Workflow Photo by Warren Umoh on Unsplash

TikTok-style videos shape how people imagine places and move through them. Importantly, on TikTok, these narratives are not simply creative expressions but are actively shaped and transformed through culturally mediated, platform-specific storytelling practices. A hashtag network (and its clusters) can be read as a public “map of attention,” showing both destinations and the values bundled with them, such as sustainability talk, housing aesthetics, self-optimization, or community care.

I start with TikTok’s central tag #digitalnomad and pull the hashtags that most frequently appear alongside it (the tags creators use in the same post). Using a “snowball” approach, I then expand outward: for each newly found tag, I also collect the tags that commonly co-occur with it. This creates a map of how people actually bundle ideas on TikTok—work style, identity, destinations, housing, and values—based on real posting behavior.

From there, I turn the data into a hashtag network graph: each hashtag is a node, and a connection (edge) means two hashtags repeatedly show up together. Clusters form naturally in this network because certain tags co-occur far more often with each other than with the rest: these clusters are what we interpret as “communities,” meaning recurring narratives and audiences, not just a list of popular tags.

Finally, I read those communities through a destination lens. When a destination tag (e.g., #Bali) sits inside a tight cluster with tags like #solotraveler, #coworking, #villalife, or #apartments, that cluster signals the dominant “story” people attach to that place—whether it’s solo travel, aspirational housing (“apartment tours”), sustainability/slow travel (“slowmad”), or cost-of-living talk.

Here, the graph is the tool that reveals which destination-centered subcultures exist.

  • At the macro level, use the map to visualize the distinct narratives driving global mobility.

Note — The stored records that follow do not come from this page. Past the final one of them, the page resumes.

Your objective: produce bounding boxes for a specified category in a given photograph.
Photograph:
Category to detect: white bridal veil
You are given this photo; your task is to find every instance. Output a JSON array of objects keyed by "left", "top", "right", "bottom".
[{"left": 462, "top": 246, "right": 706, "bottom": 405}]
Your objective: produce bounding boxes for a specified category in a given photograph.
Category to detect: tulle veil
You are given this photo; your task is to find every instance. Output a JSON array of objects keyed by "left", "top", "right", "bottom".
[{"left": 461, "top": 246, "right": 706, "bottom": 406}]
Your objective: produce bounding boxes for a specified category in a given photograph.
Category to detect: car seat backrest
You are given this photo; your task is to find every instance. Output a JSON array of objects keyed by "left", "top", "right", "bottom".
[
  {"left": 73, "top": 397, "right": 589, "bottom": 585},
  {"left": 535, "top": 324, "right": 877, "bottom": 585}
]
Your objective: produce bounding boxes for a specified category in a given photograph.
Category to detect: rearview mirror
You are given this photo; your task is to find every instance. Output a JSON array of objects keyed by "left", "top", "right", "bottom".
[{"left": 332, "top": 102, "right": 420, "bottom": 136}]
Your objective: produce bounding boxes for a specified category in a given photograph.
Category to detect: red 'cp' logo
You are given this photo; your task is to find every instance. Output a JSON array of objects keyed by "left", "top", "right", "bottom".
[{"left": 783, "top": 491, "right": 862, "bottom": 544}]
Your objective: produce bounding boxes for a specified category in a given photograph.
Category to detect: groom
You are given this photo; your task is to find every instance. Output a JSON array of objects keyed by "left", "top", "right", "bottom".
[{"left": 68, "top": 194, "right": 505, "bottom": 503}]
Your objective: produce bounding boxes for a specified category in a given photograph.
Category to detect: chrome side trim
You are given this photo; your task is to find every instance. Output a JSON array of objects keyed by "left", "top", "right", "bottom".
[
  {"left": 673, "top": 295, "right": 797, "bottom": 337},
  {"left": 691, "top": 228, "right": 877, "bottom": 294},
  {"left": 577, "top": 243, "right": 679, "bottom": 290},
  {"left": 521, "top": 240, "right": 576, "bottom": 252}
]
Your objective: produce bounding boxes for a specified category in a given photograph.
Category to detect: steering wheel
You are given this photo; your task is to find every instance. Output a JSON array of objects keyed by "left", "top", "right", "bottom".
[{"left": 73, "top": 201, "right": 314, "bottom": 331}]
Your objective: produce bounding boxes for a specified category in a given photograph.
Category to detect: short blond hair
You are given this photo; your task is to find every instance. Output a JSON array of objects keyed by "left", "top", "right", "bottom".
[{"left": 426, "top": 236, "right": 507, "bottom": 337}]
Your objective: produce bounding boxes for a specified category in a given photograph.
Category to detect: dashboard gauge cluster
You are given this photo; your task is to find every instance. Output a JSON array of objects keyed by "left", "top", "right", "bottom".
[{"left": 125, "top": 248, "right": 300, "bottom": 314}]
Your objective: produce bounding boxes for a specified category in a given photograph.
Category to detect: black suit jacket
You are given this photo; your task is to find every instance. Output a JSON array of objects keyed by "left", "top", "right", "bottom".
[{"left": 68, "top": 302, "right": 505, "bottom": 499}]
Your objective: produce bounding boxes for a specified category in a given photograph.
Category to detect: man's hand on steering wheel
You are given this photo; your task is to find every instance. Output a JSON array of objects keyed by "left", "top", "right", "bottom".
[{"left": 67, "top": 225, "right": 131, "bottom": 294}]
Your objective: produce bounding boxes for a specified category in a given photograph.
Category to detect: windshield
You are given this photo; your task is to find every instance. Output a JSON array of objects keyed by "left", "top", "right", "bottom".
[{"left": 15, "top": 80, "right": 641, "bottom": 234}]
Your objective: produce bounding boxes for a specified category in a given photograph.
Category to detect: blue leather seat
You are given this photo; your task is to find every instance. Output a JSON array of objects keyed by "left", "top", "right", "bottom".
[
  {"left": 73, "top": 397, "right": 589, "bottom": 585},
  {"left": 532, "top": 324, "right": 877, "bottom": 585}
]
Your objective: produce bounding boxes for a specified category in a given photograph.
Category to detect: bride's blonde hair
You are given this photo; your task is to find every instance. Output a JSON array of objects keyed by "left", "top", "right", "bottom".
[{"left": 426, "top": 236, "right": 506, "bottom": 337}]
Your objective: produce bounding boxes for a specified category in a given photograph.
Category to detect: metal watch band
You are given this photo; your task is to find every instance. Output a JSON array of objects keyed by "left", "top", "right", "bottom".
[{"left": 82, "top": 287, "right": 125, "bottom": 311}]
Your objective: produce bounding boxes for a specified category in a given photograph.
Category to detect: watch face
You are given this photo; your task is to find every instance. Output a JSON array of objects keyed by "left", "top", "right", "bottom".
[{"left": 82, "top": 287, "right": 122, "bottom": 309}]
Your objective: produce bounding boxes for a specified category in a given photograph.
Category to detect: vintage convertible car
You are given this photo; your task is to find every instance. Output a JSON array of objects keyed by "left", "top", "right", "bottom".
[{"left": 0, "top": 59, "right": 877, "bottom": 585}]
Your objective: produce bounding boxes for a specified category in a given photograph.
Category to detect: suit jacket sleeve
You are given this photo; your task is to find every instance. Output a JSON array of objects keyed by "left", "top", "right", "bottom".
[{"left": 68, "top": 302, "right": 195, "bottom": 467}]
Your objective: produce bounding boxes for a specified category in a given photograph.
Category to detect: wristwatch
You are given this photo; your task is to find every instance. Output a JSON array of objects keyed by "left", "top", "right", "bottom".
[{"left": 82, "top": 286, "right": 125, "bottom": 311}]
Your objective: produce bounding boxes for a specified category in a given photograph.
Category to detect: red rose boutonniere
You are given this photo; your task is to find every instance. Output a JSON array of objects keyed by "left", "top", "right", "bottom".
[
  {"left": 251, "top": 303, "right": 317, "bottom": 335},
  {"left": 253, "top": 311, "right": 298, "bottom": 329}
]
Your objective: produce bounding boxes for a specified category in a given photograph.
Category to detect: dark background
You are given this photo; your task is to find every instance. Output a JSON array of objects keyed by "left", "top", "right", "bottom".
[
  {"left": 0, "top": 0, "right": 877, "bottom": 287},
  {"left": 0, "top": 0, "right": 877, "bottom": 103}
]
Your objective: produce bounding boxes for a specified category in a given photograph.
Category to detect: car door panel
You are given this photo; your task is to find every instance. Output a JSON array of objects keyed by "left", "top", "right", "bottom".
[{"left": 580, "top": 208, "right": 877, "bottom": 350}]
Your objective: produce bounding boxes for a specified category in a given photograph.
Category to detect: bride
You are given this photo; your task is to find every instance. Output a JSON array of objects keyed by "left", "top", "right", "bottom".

The motivation for a nomad moving to the Global South often differs entirely from one moving within the Global North or to the “Global East.”

  • At the meso level, the visualization reveals the formation of new hubs before they appear in mainstream travel guides. We “bridge” hashtags that connect established hubs (like Bali or Lisbon) to emerging ones (like Tirana or Medellín).

  • At the micro level, the visualization tracks the “packaging” of lifestyle, possibly by entering into an “imaginary” of it, signaled by specific visual tropes on TikTok.

This is an ongoing project exploring how digital nomad “cultures” show up in mobility patterns. For now, consider this my sandbox, where I test methods, map emerging communities, and iterate on the story the data is starting to tell.